Yesterday, B.I.N. went to Trentham - at least Margaret Lay, Margaret Lenan-Ellis and I did. As we walked along the main street, Margaret L-E's eye was caught by the headline "Why we hate refugees". We paused and discussed it. It is an article in the latest edition of The Monthly. It is by Christos Tsiolkas.
The article is well-constructed, well written and his argument is well made - as one would expect, from one of the nation's leading writers and recorders of our social relationships. It is not a short article. The best journalism is in long-form done by people of the calibre of Tsiolkas and published, these days, in journals such as The Monthly. Certainly, this sort of journalism is seldom found in the newsprint editions of Murdoch and Fairfax.

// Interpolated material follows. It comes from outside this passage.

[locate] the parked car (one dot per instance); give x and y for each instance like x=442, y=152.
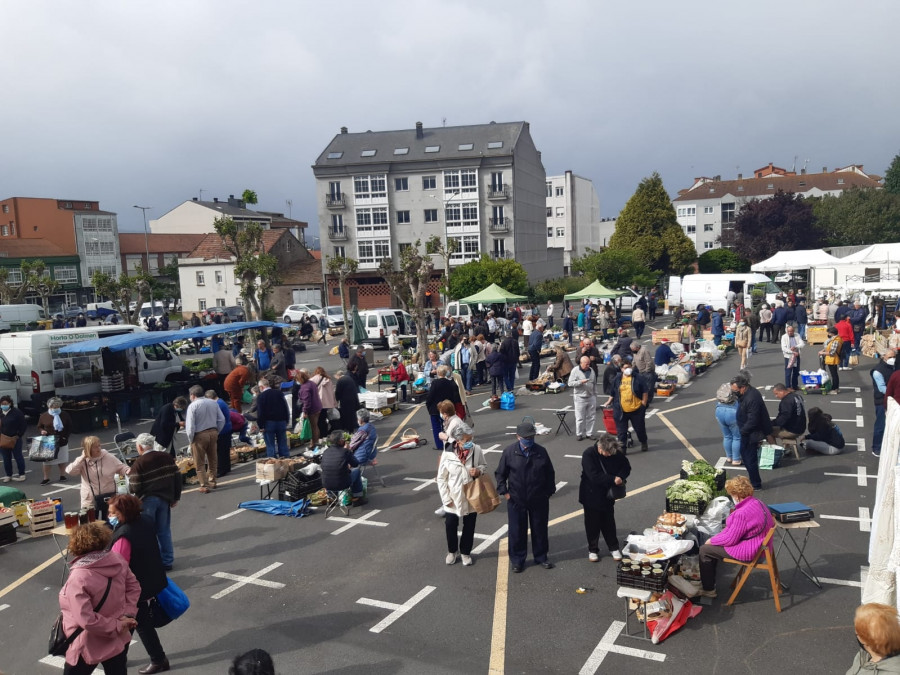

Jana Favero's story is included in the article. Some of us remember her from the Bendigo Forum in June which sought new approaches in speaking for the interests of refugees and asylum seekers. This goes to the heart of Tsiolkas' article. The level of our conversation. Our focus on matters of small relevance while ignoring the topics of larger relevance.
This is why I believe our interfaith work to be of such great value when done well. Interfaith brings us into contact with all sorts of people, beliefs, ethnicities and points of view. Our Ballarat Interfaith Network motto of "Conversations not conversions" speaks volume for our attitudes. We are clear that we wish to be respectful, we want to hear the viewpoints of others - and we understand how different we human beings all can be.
So I hope you can make yourself a cup of coffee - well, you may need two or perhaps three - and settle in the sun with this article and have a good think at what Tsiolkas is saying to us and about us. Out of all our good thinks just might come a different discourse and different attitudes - and the new approaches we dreamed of in Bendigo.